Mirar donde no se debe
El hombre de al lado
Argentina, 2009. Dirección: Mariano Cohn, Gastón Duprat. Guión: Andrés Duprat.Fotografía: Mariano Cohn, Gastón Duprat. Música: Sergio Pángaro. Montaje: Jerónimo Carranza. Intépretes: Rafael Spregelburd, Daniel Aráoz, Eugenia Alonso, Inés Budassi, Eugenio Scopel, Enrique Gagliesi. Duración: 100 minutos.
Una de las sensaciones de angustia que resalta tras la proyección de El hombre de al lado es la legitimación de la desigualdad por parte del excluido. Situación que se ratifica gradualmente desde un comportamiento de gestos pequeños, atentos, que si bien subrayan la diferencia entre los dos mundos en juego no dejan por ello de ser funcionales entre sí. Es un mismo sistema el que los nuclea y necesita.
Todo esto desde una síntesis dual: son dos vecinos. Uno de ellos es Leonardo (Rafael Spregelburd), diseñador de éxito internacional, de familia plástica, con esposa dedicada a la docencia de la relajación mental hueca, y una niña con auriculares adheridos y baile sonámbulo. El otro es Víctor (Daniel Aráoz), cordobés, soltero o algo así, la mirada torva. Rompe su pared con el fin de lograr el paso del sol a través de una ventana. “Solo unos rayitos de ese sol que vos tenés”, le dice a Leonardo, pleno de ventanales y de aire, pero con intimidad y privacidad ahora afectadas. Son dos ventanas enfrentadas, dos las maneras de mirar el mundo a través de ellas.
Los golpes sobre la pared perturban la concentración de diseño internacional de Leonardo, tanto como la paz mental y laboral de su esposa o el disfrute musical, atonal e imbécil, con sus amigos. Golpes que son el preludio de un temor que anida. Motivo de sospechas, de miedos, de curiosidades. Pero también oportunidad para ver qué es lo que hace el vecino por la noche.
El escenario en el que El hombre de al lado se filmó es genial, porque se trata de la única casa que, construida en la ciudad de La Plata, Le Corbusier diseñara en toda América. Motivo por el cual Leonardo es asediado una vez y otra por curiosos y estudiantes. Y si bien sus protestas se dejan escuchar –los botones de pánico parecen ser su elección mejor- no deja de resultar una situación acorde con sus maneras snobs, con su gusto por la notoriedad. Notoriedad que no deja de ser, a su vez, más que una construcción de imágenes publicitarias, sillas imposibles, y programas televisivos de poses extravagantes.
Mientras Leonardo puede pasar horas despreciando el diseño defectuoso de un prototipo de silla de estudiante, Víctor es capaz de diseñar una ventana enorme con marcos de madera común, bien común. También de sostener sobre ella sus proezas de alcohol y sexo, además de improvisarla como escenario de miniaturas –perversas miniaturas- que hacen las delicias de la hija de Leonardo. Puede también señalar que no conviene ir al bar de la esquina, porque “está lleno de negros”. Baila como loco, esculpe como un León Ferrari (más) desbocado, y pretende ser parte de lo que se le niega.

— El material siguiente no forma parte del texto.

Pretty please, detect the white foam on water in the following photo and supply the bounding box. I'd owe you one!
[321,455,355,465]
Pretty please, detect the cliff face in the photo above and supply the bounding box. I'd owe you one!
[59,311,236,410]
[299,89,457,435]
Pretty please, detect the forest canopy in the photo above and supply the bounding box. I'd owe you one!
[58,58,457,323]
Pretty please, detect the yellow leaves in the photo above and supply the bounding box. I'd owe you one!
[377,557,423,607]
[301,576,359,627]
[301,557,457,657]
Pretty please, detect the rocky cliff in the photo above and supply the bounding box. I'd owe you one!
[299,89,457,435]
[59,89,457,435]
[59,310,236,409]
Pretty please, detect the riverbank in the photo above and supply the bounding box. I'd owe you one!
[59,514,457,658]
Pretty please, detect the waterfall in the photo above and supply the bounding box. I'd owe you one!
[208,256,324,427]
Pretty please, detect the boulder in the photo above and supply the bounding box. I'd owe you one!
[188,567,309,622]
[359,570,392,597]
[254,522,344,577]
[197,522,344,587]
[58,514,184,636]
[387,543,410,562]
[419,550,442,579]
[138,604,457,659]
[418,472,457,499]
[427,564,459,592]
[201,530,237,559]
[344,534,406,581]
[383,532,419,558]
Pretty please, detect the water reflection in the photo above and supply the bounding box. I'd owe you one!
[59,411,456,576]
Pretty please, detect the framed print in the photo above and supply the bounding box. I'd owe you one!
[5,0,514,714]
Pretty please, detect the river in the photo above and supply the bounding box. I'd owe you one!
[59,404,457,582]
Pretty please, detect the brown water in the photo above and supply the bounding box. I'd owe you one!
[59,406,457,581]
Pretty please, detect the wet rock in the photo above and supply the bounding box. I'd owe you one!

En El hombre de al lado no hay embelesamiento desde ninguna de las dos partes. El personaje al cual remite el título, de hecho, puede ser cualquiera de ellos. De lo que se trata, en última instancia, es de unos rayitos de sol negados. Capaces de desencadenar una problemática de desenlace inevitable. El sol, entonces, que siga iluminando donde debe.